Steve Gradick began working with Nistworks last fall. Nistworks handles the company’s networking at its three studios, Web sites and e-mail.
“We’re very happy to see David’s success in the community,” Gradick said.
Gradick decided to move his accounts to Nistworks because of Nist’s experience with IT.
“He has a wealth of knowledge having been in the IT business for many years,” he said. “He really brings that knowledge to our community environment and that kind of knowledge you may only get with a larger metro type operation.”
Nistworks has expanded to five employees including Nist’s two sons, Chris and Andrew, and he is looking to add two sales positions and later a couple of marketing positions. So far, the company has just been growing by word of mouth and now he feels ready to start being a little more aggressive in garnering new customers.
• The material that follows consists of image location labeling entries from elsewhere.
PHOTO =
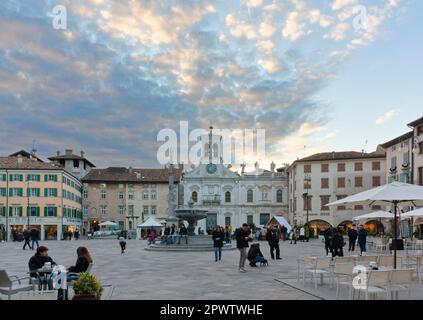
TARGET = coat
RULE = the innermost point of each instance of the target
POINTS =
(218, 237)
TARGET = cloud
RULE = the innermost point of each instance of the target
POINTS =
(386, 117)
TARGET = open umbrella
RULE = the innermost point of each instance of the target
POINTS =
(395, 193)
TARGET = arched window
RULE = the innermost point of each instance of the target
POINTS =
(264, 194)
(215, 150)
(194, 196)
(227, 196)
(279, 196)
(250, 195)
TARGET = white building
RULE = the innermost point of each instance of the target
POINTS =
(322, 178)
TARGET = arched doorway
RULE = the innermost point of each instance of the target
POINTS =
(318, 226)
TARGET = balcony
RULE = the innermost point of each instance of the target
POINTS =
(210, 200)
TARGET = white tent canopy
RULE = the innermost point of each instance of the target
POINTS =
(150, 223)
(283, 222)
(108, 224)
(375, 215)
(413, 214)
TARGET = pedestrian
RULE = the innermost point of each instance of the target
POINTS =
(218, 236)
(122, 244)
(337, 244)
(362, 239)
(352, 238)
(242, 238)
(272, 238)
(27, 236)
(34, 237)
(328, 234)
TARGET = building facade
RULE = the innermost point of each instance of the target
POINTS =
(38, 195)
(125, 196)
(323, 178)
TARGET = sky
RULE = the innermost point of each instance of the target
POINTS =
(318, 76)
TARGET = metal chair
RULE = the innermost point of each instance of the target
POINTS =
(401, 280)
(8, 284)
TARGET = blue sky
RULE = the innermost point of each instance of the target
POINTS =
(307, 71)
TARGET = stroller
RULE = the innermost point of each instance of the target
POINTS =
(255, 256)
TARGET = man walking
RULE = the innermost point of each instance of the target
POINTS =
(272, 238)
(242, 239)
(352, 237)
(27, 236)
(34, 237)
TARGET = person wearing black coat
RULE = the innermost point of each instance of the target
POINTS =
(352, 237)
(272, 238)
(242, 239)
(218, 236)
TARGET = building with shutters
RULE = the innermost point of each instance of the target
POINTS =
(40, 195)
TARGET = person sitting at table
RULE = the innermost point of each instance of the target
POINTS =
(38, 260)
(83, 261)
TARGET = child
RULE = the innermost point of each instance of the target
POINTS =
(122, 243)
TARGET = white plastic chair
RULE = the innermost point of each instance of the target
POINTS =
(401, 280)
(343, 274)
(377, 282)
(320, 267)
(8, 285)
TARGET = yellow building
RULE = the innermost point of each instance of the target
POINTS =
(38, 195)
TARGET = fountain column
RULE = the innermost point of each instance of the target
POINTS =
(172, 196)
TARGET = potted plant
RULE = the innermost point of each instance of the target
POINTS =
(87, 287)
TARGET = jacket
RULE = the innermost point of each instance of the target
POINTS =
(362, 236)
(218, 238)
(272, 237)
(80, 266)
(240, 238)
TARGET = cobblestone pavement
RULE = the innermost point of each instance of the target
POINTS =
(141, 274)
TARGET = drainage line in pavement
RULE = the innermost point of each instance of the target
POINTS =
(287, 284)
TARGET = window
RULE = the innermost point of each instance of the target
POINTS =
(325, 167)
(324, 200)
(264, 218)
(250, 196)
(325, 183)
(376, 165)
(307, 203)
(376, 181)
(358, 182)
(393, 162)
(264, 194)
(227, 196)
(194, 196)
(341, 182)
(32, 177)
(145, 210)
(340, 208)
(279, 196)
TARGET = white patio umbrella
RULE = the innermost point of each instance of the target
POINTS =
(395, 193)
(375, 215)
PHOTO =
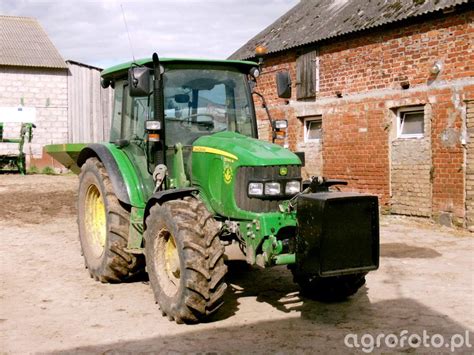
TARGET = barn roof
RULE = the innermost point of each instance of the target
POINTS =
(311, 21)
(24, 43)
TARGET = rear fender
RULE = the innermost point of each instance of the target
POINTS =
(125, 182)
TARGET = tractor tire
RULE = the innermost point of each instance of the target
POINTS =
(185, 260)
(328, 289)
(103, 227)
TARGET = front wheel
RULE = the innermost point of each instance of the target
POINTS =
(184, 259)
(328, 289)
(103, 227)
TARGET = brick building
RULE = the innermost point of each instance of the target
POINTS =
(382, 97)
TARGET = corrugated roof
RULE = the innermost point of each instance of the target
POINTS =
(23, 42)
(311, 21)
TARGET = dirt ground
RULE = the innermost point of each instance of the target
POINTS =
(48, 303)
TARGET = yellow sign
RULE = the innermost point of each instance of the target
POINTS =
(227, 174)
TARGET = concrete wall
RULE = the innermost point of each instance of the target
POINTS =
(44, 89)
(90, 106)
(368, 70)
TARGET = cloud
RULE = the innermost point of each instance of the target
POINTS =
(93, 32)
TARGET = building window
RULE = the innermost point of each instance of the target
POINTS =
(313, 129)
(411, 122)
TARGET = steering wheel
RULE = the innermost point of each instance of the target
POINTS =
(187, 119)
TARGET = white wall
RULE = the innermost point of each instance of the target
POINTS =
(44, 89)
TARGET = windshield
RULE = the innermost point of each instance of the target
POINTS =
(200, 102)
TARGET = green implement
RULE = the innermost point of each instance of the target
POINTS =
(12, 162)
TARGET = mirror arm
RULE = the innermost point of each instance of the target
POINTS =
(264, 104)
(158, 107)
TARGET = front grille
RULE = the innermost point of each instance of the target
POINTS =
(246, 174)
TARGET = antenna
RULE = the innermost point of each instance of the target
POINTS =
(128, 32)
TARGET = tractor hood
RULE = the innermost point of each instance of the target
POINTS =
(245, 150)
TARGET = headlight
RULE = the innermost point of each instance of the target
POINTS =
(292, 187)
(255, 189)
(272, 188)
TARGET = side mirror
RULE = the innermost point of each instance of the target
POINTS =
(283, 81)
(252, 85)
(139, 81)
(181, 98)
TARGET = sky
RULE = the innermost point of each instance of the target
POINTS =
(93, 32)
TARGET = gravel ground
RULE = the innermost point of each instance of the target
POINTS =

As more and more companies are trimming their IT departments because they can no longer afford them, he wants to be in a position to pick up that work.
“We’re missing that market – that is such a rich, rich market right now,” Nist said. “We’ve had zero marketing effort, zero sales effort and it’s time for us to grow in that direction.”
The company is debt free and he wants it to stay that way. He has to be careful how much money he puts out for expansion and it has to pay for itself. When he started at the Burson Center, his rent afforded him an office, a phone line and provided him with a snapshot of the business community in Carroll County.
Nist has been impressed with the business community he’s found in Carrollton. He’s been surprised to travel to the end of a dirt road to find some of these companies and once he sees their operation to realize they are working well beyond the county boundaries, some even internationally.
“All these little companies that you wouldn’t think are anybody are actually somebody,” Nist said.
He started Nistworks on his own, hoping that someday his sons would join him. He thought he might have to move into Atlanta to grow to where he wanted to be, but the county has really offered him much more room to expand than he realized.
Now that he has moved to the larger offices on Cable Industrial Boulevard, he’s ready and anxious for more expansion. He knows what he’s doing, because he’s done it before. After seven years of being his own boss in Oklahoma City, he’s also happy to be on his own again.
“You get it in your blood,” Nist said.
Nistworks just moved to new offices in Carrollton at 270 Cable Industrial Way.